16 March 2015

St Patrick's Day

This is my 100th post!

Happy St Patrick’s Day

The history of St Patrick, the patron saint of Ireland is unclear. His year of birth is uncertain, with some scholars saying 373 while others calculate 390. Similarly, his place of birth cannot be confirmed. At this point one could be forgiven for doubting his very existence! Ah but, it is known that he was raised near a village called Banna Vemta Burniae but its location cannot be identified – oh dear. It may have been Scotland but is equally likely to have been Wales, which was under Roman control at the time. It’s thought his real name was probably Maewyn Succat. His father was a Roman-British army officer and a deacon. Despite his family involvement in the church, the young Patrick was not a believer.

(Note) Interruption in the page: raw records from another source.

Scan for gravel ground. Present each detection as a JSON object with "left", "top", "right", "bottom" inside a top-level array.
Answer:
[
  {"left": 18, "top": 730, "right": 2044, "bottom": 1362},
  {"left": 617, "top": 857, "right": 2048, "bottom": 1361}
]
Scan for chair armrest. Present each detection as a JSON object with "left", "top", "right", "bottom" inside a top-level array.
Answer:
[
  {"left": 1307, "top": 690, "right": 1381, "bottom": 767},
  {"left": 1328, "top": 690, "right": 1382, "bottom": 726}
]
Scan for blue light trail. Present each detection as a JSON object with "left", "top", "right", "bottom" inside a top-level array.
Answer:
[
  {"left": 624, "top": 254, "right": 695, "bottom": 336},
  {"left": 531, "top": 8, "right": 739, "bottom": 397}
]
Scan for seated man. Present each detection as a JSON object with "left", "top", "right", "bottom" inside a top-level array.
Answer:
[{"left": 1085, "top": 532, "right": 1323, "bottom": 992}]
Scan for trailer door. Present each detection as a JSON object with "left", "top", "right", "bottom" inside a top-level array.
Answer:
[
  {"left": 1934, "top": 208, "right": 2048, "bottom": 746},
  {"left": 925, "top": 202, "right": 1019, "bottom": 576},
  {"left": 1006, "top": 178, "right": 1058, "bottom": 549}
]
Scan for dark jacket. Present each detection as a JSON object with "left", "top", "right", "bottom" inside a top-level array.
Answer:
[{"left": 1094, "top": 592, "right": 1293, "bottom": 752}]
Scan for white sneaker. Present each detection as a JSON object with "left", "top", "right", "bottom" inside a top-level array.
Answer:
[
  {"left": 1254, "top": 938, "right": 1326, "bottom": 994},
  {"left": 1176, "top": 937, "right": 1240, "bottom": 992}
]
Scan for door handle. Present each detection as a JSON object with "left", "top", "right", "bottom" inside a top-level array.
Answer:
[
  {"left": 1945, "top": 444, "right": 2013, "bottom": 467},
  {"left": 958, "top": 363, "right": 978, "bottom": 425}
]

His life was ordinary, and completely unexceptional, until the age of 16.
The young lad was kidnapped, along with many others, by Irish pirates and sold into slavery in Ireland. According to his autobiographical Confessio, which survives, the next six years were spent imprisoned in the north of the island where he worked as a herdsmen of sheep and pigs. During this period, he became religious. He considered his kidnapping and imprisonment as a punishment for his lack of faith and spent a lot of time in prayer. After a vision led him to stow away on a boat bound for Britain, Patrick escaped back to his family.
He had a dream that the Irish were calling him back to Ireland to tell them about God. This inspired him to return to Ireland as a priest, but at this point he didn’t feel adequately prepared for a life as a missionary. His studies took him to France where he was trained in a monastery, and he dedicated this period of his life to learning. It was some 12 years before he returned to Irish shores as a bishop sent with the Pope’s blessing.
The next chapter of the history of St Patrick is better known than his earlier life. He landed at Strangford Loch, Co. Down. His success lay in the scale of his conversion of the native Irish, most of whom were pagans. They also spoke Irish, so he must have learned the language in order to communicate with them so convincingly.
Of course, it wasn’t all plain sailing. The history of St Patrick is littered with periods of imprisonment when his teachings had upset local chieftains or Celtic Druids, but he always escaped or gained freedom by presenting his captors with gifts.
For twenty years he travelled the length and breadth of the island, baptising people and establishing monasteries, schools and churches as he went.
By the time he died, on 17 March 461 (or 493, depending on which date you started your calculation), he left behind an organised church, and an island of Christians. This date – 17 March – has been commemorated as St Patrick’s Day ever since.
The Shamrock
Perhaps the best-known legend of Saint Patrick involves the shamrock, the little plant that is famous throughout the world as a symbol of Irish heritage. In his quest to convert the pagan Celts St Patrick, knowing that the number three held special significance in Celtic tradition (and, indeed, in many pagan beliefs), he applied this knowledge in a clever way. He used the shamrock, to explain the Christian concept of the Holy Trinity – the theory that God the Father, God the Son and God the Holy Spirit are each separate elements of just one entity.
Banishing the snakes
He is also credited with driving all the snakes out of Ireland into the sea where they drowned, thus rendering Ireland a snake free zone. However it’s thought very unlikely that there were ever any snakes in Ireland! This particular legend of Saint Patrick is easy to translate as snakes were sacred to the Druids; their banishment reflects St Patrick’s success at removing pagan influence from the island.